About three weeks ago, the Washington Post had a fascinating scoop: the White House was looking (unsuccessfully) for a “high-powered czar to oversee the wars in Iraq and Afghanistan.” The person would apparently be the new Commander in Chief — coordinating military policy and having the power to issue directions to the Pentagon, the State Department, and other agencies.
The report made the White House look utterly ridiculous. Not only were generals turning the Bush gang down, but the very notion that they were looking for someone who could oversee war policy made the president and his team look even more tragically inept than usual. As Jon Stewart said on The Daily Show, “So there you have it folks — five years into the global war on terror, the president believes it is now time for someone to be in charge of it.”
I genuinely expected the White House to bury this story as quickly as possible. As I mentioned a couple of weeks ago, if I’m part of the White House communications team, I’d downplay the Post story, deny that any formal offers went to anyone, and insist that the idea was only in the discussion stage among low-level staffers.
But not these guys. Having fallen into a hole, the Bush gang decides to keep digging.
Stephen J. Hadley would be the first to tell you he does not have star power. But Mr. Hadley, the bespectacled, gray-haired, exceedingly precise Washington lawyer who is President Bush’s national security adviser, is in the market for someone who does — with the hope of saving Iraq.
Mr. Hadley is interviewing candidates, including military generals, for a new high-profile job that people in Washington are calling the war czar. The official (Mr. Hadley, ever cautious, prefers “implementation and execution manager”) would brief Mr. Bush every morning on Iraq and Afghanistan, then prod cabinet secretaries into carrying out White House orders.
It is the kind of task — a little bit of internal diplomacy and a lot of head-knocking, fortified by direct access to the president — that would ordinarily fall to Mr. Hadley himself. After all, he oversaw the review that produced Mr.

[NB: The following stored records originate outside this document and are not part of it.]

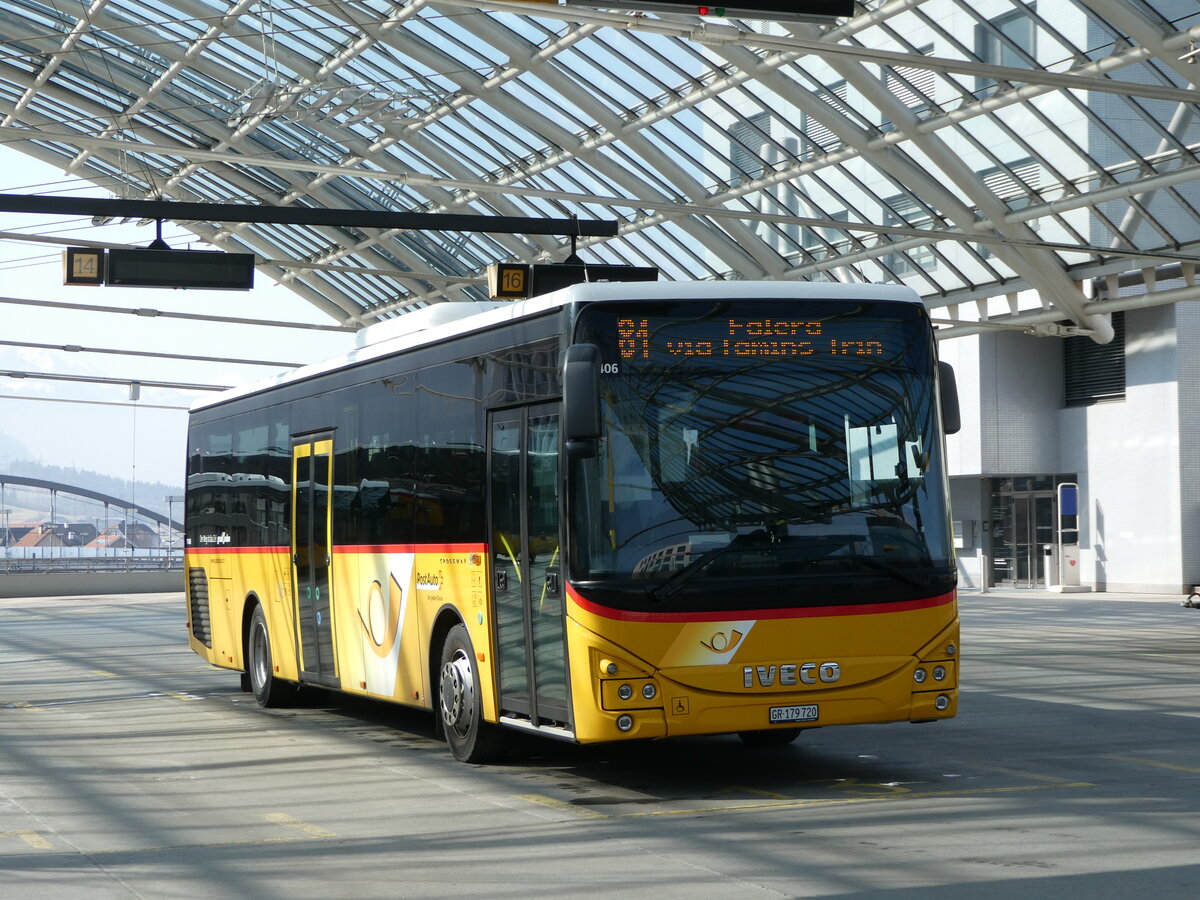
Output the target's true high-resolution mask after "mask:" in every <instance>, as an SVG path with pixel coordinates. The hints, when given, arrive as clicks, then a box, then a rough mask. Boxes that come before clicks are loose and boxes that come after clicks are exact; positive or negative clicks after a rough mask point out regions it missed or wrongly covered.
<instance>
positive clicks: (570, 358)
mask: <svg viewBox="0 0 1200 900" xmlns="http://www.w3.org/2000/svg"><path fill="white" fill-rule="evenodd" d="M600 424H601V422H600V348H599V347H596V346H595V344H593V343H576V344H571V346H570V347H568V348H566V354H565V355H564V358H563V439H564V442H565V444H564V445H565V448H566V454H568V456H571V457H575V458H587V457H589V456H594V455H595V451H596V440H598V439H599V437H600Z"/></svg>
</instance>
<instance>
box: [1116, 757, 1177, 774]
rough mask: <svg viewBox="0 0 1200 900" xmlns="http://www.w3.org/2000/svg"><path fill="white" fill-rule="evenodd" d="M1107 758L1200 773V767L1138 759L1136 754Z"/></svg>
mask: <svg viewBox="0 0 1200 900" xmlns="http://www.w3.org/2000/svg"><path fill="white" fill-rule="evenodd" d="M1106 758H1109V760H1116V761H1117V762H1135V763H1138V764H1139V766H1153V767H1154V768H1157V769H1171V770H1174V772H1190V773H1193V774H1195V775H1200V769H1198V768H1196V767H1195V766H1180V764H1178V763H1177V762H1159V761H1158V760H1139V758H1138V757H1136V756H1109V757H1106Z"/></svg>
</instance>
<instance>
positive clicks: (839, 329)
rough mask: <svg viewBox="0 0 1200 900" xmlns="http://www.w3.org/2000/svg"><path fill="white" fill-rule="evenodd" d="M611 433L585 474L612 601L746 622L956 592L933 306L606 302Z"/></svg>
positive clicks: (601, 317) (588, 309) (593, 314)
mask: <svg viewBox="0 0 1200 900" xmlns="http://www.w3.org/2000/svg"><path fill="white" fill-rule="evenodd" d="M575 340H576V341H578V342H589V343H594V344H596V346H599V347H600V348H601V358H602V365H601V382H600V383H601V412H602V418H604V434H602V437H601V438H600V440H599V442H598V450H596V454H595V456H593V457H590V458H586V460H575V461H572V463H571V469H570V498H571V499H570V509H569V515H570V517H571V534H572V536H571V554H570V575H571V580H572V582H574V584H575V587H576V589H577V590H578V592H580V593H581V595H582V596H583V598H586V599H588V600H592V601H593V602H598V604H601V605H610V606H614V607H618V608H632V610H670V611H672V612H674V611H680V610H718V608H720V610H737V608H762V607H784V606H787V607H794V606H809V605H828V604H839V602H876V601H886V600H894V599H914V598H920V596H931V595H936V594H943V593H946V590H948V589H949V588H950V587H953V581H954V563H953V558H952V551H950V544H949V528H948V517H947V503H946V490H947V488H946V478H944V469H943V461H942V439H941V432H940V426H938V402H937V385H936V380H935V371H936V362H935V353H934V347H932V335H931V331H930V328H929V324H928V319H926V318H925V314H924V311H923V310H922V308H920V307H919V306H918V305H916V304H905V302H886V301H862V302H847V301H845V300H840V301H839V300H809V301H803V302H798V301H786V300H761V301H754V300H737V301H679V302H672V304H661V302H658V304H644V302H643V304H637V302H628V304H620V305H612V304H600V305H594V306H590V307H587V308H586V310H583V311H582V312H581V316H580V320H578V324H577V328H576V335H575Z"/></svg>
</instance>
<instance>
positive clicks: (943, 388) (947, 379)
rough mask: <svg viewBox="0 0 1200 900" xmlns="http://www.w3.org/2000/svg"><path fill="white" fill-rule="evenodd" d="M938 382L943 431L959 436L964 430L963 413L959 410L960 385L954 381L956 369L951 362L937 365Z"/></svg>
mask: <svg viewBox="0 0 1200 900" xmlns="http://www.w3.org/2000/svg"><path fill="white" fill-rule="evenodd" d="M937 380H938V384H940V391H938V394H940V400H941V403H942V430H943V431H944V432H946V433H947V434H958V433H959V430H961V428H962V413H961V410H960V409H959V385H958V382H956V380H955V379H954V367H953V366H952V365H950V364H949V362H938V364H937Z"/></svg>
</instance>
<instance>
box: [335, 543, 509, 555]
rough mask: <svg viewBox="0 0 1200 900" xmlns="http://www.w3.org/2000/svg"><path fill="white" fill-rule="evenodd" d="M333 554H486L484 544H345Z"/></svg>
mask: <svg viewBox="0 0 1200 900" xmlns="http://www.w3.org/2000/svg"><path fill="white" fill-rule="evenodd" d="M334 552H335V553H486V552H487V545H486V544H347V545H337V546H335V547H334Z"/></svg>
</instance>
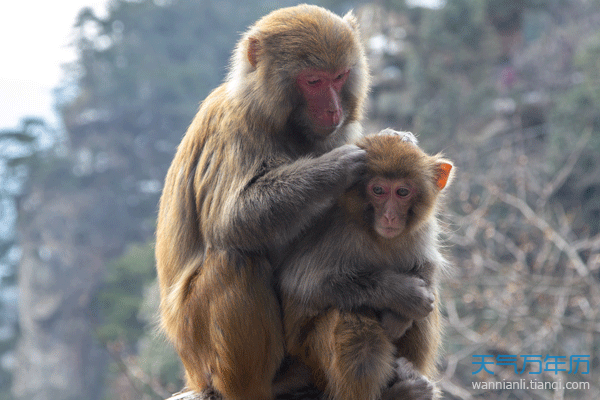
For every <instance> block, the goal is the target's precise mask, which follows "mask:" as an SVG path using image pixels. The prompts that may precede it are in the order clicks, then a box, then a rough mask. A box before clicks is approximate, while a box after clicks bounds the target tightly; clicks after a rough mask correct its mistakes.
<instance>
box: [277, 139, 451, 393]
mask: <svg viewBox="0 0 600 400" xmlns="http://www.w3.org/2000/svg"><path fill="white" fill-rule="evenodd" d="M382 133H383V134H380V135H374V136H366V137H364V138H362V139H360V140H359V141H358V143H357V144H358V146H359V147H360V148H363V149H365V150H366V152H367V174H366V177H365V179H364V180H363V181H362V182H361V183H359V184H357V185H355V186H353V187H352V188H350V189H349V190H348V191H346V192H345V193H344V194H343V195H342V196H341V198H340V199H339V201H338V202H337V204H336V205H335V206H334V207H333V208H332V209H331V211H329V212H328V213H327V214H326V215H324V216H323V217H322V218H321V219H320V220H319V221H318V222H317V223H316V224H315V226H314V227H313V228H312V229H311V230H310V231H309V232H308V234H307V235H305V236H304V237H302V238H300V239H299V240H298V241H297V243H295V245H294V247H293V250H291V252H290V254H289V255H288V257H287V258H286V259H285V260H284V261H283V262H282V263H281V265H282V267H281V269H280V275H279V278H278V281H279V283H280V290H281V296H282V302H283V313H284V330H285V335H286V345H287V349H288V351H289V352H290V354H291V355H292V356H294V357H297V358H298V359H300V360H301V361H303V362H304V364H305V365H307V366H308V367H309V369H310V370H311V371H312V372H313V379H314V380H315V383H316V386H317V387H318V388H319V389H321V390H324V391H325V393H326V394H327V395H328V396H329V398H331V399H333V400H354V399H356V400H376V399H379V398H383V399H420V400H421V399H431V398H433V397H435V396H437V394H436V390H435V388H434V386H433V385H432V384H431V383H430V382H429V380H430V379H432V378H434V377H435V374H436V372H437V367H436V361H437V352H438V347H439V344H440V336H441V327H440V314H439V307H438V302H437V286H438V284H437V278H436V271H437V270H439V269H440V268H442V267H443V266H444V263H445V261H444V258H443V257H442V256H441V254H440V252H439V251H438V244H437V243H438V242H437V240H438V239H437V236H438V231H439V229H438V223H437V217H436V207H437V204H438V199H439V195H440V193H441V191H442V189H444V187H445V186H446V184H447V183H448V180H449V178H450V174H451V170H452V163H451V162H450V161H448V160H445V159H443V158H442V157H441V156H440V155H435V156H429V155H427V154H425V153H424V152H423V151H422V150H421V149H420V148H419V147H418V146H417V145H416V139H415V138H414V136H413V135H412V134H411V133H407V132H405V133H401V132H393V131H391V132H390V131H389V130H386V131H384V132H382ZM398 358H399V359H398ZM397 359H398V360H397ZM407 360H408V361H407ZM395 363H396V364H395ZM417 372H418V373H417ZM420 374H423V375H424V376H422V375H420Z"/></svg>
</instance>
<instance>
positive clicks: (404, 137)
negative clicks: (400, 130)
mask: <svg viewBox="0 0 600 400" xmlns="http://www.w3.org/2000/svg"><path fill="white" fill-rule="evenodd" d="M377 135H378V136H382V135H389V136H401V137H402V138H401V140H402V141H403V142H409V143H412V144H414V145H417V144H418V143H419V141H418V140H417V138H416V137H415V135H414V134H413V133H412V132H407V131H395V130H393V129H392V128H386V129H384V130H382V131H380V132H378V133H377Z"/></svg>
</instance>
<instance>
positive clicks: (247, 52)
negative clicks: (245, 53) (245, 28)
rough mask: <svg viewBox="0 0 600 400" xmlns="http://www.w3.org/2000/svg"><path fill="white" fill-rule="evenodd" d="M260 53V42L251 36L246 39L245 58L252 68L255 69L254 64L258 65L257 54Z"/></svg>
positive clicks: (254, 66)
mask: <svg viewBox="0 0 600 400" xmlns="http://www.w3.org/2000/svg"><path fill="white" fill-rule="evenodd" d="M259 52H260V41H259V40H258V39H257V38H255V37H253V36H251V37H249V38H248V50H247V53H246V56H247V57H248V62H249V63H250V65H252V68H256V64H257V63H258V53H259Z"/></svg>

Bush’s troop buildup in Iraq. But his responsibilities encompass issues around the globe, and he has concluded that he needs someone “up close to the president” to work “full time, 24/7” to put the policy into effect. He hopes to fill the job soon.
“What we need,” he said in a recent interview, “is someone with a lot of stature within the government who can make things happen.”
Hadley has to realize how ridiculous this sounds, doesn’t he?
When Hadley says he needs to find someone who can help save Iraq, it reminds us that the White House team is too incompetent to do it themselves.
I was also struck by the notion that Hadley’s global responsibilities keep him too darned busy to do his job effectively. To hear him tell it, it may be his job to coordinate and execute war policy with the State Department and the Pentagon, but he can’t limit his time to just two little countries like Iraq and Afghanistan. I’d love to ask Hadley: what else is on your plate that requires your attention? You’re the NSA, for crying out loud. If you can’t do your job, quit.
“Steve Hadley is an intelligent, capable guy, but I don’t think this reflects very well on him,” said David J. Rothkopf, author of “Running the World,” a book about the National Security Council. “I wouldn’t even call it a Hail Mary pass. It’s kind of a desperation move.”
Mr. Rothkopf sees the new position as “a tactic to separate the national security adviser from Iraq” — a way to save Mr. Hadley’s reputation. Ivo Daalder, a former Clinton administration official who is co-writing a book on national security advisers, said the proposal “raises profound questions” about Mr. Hadley’s “ability to put heads together and make sure that the president’s wishes are in fact his commands.”
You think?
But my favorite line is the notion that the White House needs someone who can “make things happen.” It’s not just that this makes Hadley sound weak and powerless, it’s that he actually has the problem backwards. The Bush gang — Bush, Cheney, Rumsfeld, Rice, Hadley — have made all kinds of things happen. They came up with a strategy for the Middle East and implemented it. Sure, it was a fiasco of nightmarish proportions, but they clearly executed a specific policy.
Hadley doesn’t need someone to make things happen; he needs someone who can make something else happen. Good luck with that.